A cataract is a clouding of the eye’s naturally clear lens, located just behind the iris and pupil. This lens focuses light onto the retina; when it becomes opaque, vision becomes hazy or blurred. While most commonly associated with aging, cataracts are not exclusively a disease of the elderly. Individuals can get cataracts at a young age, affecting people from infancy through young adulthood. This condition is often referred to as childhood, pediatric, or early-onset cataracts.
Types and Origins of Early-Life Cataracts
Cataracts in younger individuals typically arise from causes different than the age-related breakdown seen in older adults. The condition is broadly categorized based on appearance time.
Congenital cataracts are present at birth or develop shortly thereafter, often due to genetic factors.

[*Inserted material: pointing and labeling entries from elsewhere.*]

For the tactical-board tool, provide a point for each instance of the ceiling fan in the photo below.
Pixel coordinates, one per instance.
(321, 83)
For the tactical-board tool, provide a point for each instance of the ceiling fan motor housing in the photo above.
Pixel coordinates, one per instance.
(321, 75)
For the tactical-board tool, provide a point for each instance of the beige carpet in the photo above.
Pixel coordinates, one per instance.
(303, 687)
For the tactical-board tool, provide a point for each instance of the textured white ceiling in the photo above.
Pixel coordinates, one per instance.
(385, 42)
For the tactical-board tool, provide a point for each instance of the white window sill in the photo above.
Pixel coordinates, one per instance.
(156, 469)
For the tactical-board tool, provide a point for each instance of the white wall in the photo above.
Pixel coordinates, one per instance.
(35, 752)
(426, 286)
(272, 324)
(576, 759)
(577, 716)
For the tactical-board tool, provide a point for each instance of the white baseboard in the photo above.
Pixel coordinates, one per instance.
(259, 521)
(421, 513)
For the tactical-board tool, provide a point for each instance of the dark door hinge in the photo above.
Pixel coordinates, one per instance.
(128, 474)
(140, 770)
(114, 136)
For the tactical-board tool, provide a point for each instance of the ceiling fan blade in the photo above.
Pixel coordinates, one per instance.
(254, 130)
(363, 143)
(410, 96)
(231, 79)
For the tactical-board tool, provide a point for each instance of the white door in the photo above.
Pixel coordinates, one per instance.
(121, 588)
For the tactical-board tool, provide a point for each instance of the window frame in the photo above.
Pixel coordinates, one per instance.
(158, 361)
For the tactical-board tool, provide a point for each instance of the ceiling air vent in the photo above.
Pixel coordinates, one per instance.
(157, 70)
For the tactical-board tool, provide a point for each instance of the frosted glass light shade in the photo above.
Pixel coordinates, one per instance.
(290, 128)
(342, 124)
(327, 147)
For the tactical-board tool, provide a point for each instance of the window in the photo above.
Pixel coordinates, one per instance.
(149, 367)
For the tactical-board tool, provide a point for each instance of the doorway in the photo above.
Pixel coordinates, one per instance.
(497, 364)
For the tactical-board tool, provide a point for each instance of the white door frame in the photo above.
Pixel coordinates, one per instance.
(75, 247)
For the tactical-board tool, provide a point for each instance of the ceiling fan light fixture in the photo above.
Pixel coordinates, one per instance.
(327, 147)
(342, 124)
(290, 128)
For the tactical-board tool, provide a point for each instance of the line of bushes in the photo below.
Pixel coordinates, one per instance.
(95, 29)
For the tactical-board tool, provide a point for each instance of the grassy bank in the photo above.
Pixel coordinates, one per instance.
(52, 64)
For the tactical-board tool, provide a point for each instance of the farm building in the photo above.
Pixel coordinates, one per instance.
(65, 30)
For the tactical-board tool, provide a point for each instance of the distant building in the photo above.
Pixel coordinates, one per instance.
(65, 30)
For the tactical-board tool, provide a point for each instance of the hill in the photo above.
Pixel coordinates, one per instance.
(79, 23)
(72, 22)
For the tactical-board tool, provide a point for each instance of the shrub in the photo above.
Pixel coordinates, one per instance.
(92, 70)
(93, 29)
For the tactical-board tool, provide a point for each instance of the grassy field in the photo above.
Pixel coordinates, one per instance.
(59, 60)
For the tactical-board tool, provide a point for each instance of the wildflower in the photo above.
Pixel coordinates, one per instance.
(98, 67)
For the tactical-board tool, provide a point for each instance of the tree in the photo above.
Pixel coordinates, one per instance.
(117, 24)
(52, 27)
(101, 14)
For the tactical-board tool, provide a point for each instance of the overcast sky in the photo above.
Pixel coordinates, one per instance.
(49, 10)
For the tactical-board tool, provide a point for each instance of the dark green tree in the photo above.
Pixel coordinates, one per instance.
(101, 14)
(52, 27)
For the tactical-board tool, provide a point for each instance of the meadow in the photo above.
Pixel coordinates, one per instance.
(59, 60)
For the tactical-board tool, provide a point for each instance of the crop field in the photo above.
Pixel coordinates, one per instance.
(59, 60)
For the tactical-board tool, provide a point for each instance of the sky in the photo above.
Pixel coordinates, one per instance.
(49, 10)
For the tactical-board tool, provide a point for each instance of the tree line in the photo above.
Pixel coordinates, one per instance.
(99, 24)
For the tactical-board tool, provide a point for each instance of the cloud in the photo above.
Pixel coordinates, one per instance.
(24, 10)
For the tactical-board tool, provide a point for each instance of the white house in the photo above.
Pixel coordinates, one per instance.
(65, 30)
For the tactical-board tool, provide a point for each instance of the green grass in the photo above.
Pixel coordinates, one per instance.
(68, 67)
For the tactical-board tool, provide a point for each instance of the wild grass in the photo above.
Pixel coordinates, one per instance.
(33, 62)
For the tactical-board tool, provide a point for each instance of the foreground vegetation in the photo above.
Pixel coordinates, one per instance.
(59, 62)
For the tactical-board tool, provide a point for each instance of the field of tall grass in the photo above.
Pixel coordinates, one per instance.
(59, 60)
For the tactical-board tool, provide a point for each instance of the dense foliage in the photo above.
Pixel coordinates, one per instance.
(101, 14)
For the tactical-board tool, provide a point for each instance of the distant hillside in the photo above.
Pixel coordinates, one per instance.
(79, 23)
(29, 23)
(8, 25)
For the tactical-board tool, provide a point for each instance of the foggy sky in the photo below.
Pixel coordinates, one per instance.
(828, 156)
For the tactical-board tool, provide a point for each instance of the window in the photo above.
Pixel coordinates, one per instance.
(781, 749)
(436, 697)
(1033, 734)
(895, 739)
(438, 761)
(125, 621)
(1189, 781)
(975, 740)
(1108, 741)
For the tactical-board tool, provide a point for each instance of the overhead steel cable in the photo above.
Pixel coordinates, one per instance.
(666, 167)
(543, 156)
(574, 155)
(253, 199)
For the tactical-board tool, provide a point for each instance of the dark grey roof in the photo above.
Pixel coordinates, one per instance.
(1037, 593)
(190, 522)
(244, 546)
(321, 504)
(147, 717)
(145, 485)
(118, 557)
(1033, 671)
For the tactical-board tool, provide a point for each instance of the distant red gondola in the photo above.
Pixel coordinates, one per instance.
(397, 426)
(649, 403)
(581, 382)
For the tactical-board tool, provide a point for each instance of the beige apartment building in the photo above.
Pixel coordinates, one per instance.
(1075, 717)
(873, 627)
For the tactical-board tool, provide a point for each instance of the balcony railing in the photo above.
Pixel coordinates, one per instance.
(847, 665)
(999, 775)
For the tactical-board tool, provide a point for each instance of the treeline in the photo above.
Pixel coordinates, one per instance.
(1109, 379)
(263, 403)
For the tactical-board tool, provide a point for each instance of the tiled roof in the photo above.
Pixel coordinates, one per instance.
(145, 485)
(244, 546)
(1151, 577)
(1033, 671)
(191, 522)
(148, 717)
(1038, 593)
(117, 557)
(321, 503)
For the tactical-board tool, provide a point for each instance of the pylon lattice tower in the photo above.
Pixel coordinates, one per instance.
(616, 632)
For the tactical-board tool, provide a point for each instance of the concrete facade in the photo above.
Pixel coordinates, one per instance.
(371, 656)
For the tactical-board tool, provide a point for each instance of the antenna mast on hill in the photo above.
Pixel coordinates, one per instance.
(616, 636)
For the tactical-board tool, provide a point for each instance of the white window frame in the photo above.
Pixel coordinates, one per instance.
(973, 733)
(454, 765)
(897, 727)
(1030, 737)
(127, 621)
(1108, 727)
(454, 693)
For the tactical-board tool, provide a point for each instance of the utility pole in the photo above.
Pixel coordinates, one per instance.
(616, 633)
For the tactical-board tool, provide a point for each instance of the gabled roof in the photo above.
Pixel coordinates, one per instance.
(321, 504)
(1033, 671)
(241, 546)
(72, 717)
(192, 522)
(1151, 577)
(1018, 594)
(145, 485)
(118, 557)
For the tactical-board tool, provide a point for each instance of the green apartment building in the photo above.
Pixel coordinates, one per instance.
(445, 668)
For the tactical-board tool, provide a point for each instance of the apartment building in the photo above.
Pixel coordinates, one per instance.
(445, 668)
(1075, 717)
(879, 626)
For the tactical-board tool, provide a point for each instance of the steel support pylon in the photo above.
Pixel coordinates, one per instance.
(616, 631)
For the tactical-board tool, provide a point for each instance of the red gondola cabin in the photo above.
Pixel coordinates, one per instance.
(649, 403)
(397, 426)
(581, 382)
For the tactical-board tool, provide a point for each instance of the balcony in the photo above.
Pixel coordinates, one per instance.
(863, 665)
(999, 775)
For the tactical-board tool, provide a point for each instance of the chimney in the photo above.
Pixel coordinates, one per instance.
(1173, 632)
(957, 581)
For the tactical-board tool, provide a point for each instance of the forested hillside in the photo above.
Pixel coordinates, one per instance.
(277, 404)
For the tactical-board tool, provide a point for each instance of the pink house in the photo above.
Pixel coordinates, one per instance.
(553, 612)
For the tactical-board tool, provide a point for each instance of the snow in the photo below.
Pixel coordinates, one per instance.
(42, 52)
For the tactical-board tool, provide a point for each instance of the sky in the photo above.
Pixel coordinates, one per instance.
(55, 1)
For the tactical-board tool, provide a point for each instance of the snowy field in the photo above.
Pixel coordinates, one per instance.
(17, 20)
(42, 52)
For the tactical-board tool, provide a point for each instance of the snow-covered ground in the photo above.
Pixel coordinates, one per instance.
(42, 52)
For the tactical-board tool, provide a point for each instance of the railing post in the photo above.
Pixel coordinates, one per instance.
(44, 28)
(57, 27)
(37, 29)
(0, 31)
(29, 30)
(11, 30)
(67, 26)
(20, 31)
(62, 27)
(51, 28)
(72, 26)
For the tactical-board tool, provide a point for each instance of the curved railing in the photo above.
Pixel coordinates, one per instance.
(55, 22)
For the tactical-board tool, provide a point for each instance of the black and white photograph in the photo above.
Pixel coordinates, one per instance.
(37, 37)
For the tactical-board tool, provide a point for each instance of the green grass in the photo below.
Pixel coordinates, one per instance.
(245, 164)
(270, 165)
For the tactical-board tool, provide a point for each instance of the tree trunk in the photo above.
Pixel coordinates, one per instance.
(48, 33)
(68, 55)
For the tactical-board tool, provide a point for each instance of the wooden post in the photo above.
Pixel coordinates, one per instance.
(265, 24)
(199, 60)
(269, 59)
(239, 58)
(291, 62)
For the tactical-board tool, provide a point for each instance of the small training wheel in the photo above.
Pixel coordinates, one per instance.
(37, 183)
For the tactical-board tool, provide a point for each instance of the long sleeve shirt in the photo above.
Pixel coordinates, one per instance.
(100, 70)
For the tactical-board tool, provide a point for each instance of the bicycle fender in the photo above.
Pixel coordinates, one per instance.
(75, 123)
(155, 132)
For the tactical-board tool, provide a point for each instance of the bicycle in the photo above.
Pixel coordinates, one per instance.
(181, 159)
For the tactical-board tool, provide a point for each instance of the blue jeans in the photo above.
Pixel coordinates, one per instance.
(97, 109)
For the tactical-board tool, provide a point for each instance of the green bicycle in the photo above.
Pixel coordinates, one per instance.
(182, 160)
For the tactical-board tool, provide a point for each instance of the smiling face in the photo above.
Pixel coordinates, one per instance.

These can be isolated or part of a broader systemic issue, linked to genetic syndromes like Down’s syndrome or metabolic disorders. Maternal infections during pregnancy, such as rubella or cytomegalovirus, can also disrupt normal lens development, leading to congenital cataracts.
Developmental or juvenile cataracts form later in childhood or adolescence, often due to a genetic predisposition that manifests later. A third category is secondary cataracts, acquired due to an external factor or underlying health issue. Eye trauma is a frequent cause of secondary cataracts. Additionally, poorly controlled diabetes mellitus, prolonged use of steroid medications, or previous eye surgery can induce cataract formation in young patients.
Identifying Symptoms in Children and Young Adults
Identifying cataracts in infants and young children is challenging because they cannot verbally communicate vision problems. A significant sign often detected during routine screenings is leukocoria, an abnormal white or grayish-white reflection in the pupil visible in photographs. A white pupil reflex requires immediate medical evaluation, as it can indicate a cataract or other serious conditions.
Other visible signs include nystagmus (rapid, involuntary eye movement) and strabismus (misaligned or crossed eyes). These occur because the brain is not receiving clear visual input, hindering normal visual system development. Older children and young adults report typical symptoms, such as blurred vision, increased sensitivity to bright light, and glare or halos around light sources.
Specialized Treatment Considerations
Treatment for a cataract in a young person differs from that in an adult because the developing visual system risks permanent impairment. Timely intervention is necessary, especially for infants, because the brain needs clear images during a specific developmental window to learn how to see. If a dense cataract is not removed promptly, it can lead to amblyopia, or “lazy eye,” where the brain ignores images from the affected eye.
The surgical technique, known as lensectomy, involves removing the cloudy lens. For infants under two, an intraocular lens (IOL) is often not implanted, leaving the eye aphakic (without a lens). This accounts for the rapid growth of the infant eye, which would render a fixed-power IOL inaccurate.
A common complication is posterior capsule opacification (PCO), where scar tissue forms behind the lens, requiring a secondary procedure. In children over two, an IOL may be implanted, but power calculation is complex due to anticipated eye growth. The surgery is only the first step in visual rehabilitation, focusing immediately on maximizing visual development.
Post-Surgical Visual Development and Care
Following lens removal, the eye requires immediate, precise optical correction to focus images on the retina. If an IOL was not implanted, the child must wear a high-powered aphakic contact lens or specialized glasses to replace the missing lens’s focusing power. The prescription must be adjusted frequently as the eye grows.
A significant component of post-surgical care is managing amblyopia, often accomplished through occlusion therapy. This involves patching the stronger eye for prescribed periods to force the brain to use the eye that had the cataract. This visual training is sustained over months or years until the child’s visual system matures.
Long-term follow-up is required to monitor for potential complications, such as glaucoma, which is a heightened risk after cataract surgery in young children. Regular monitoring and adherence to the rehabilitation plan are necessary to achieve the best visual outcomes.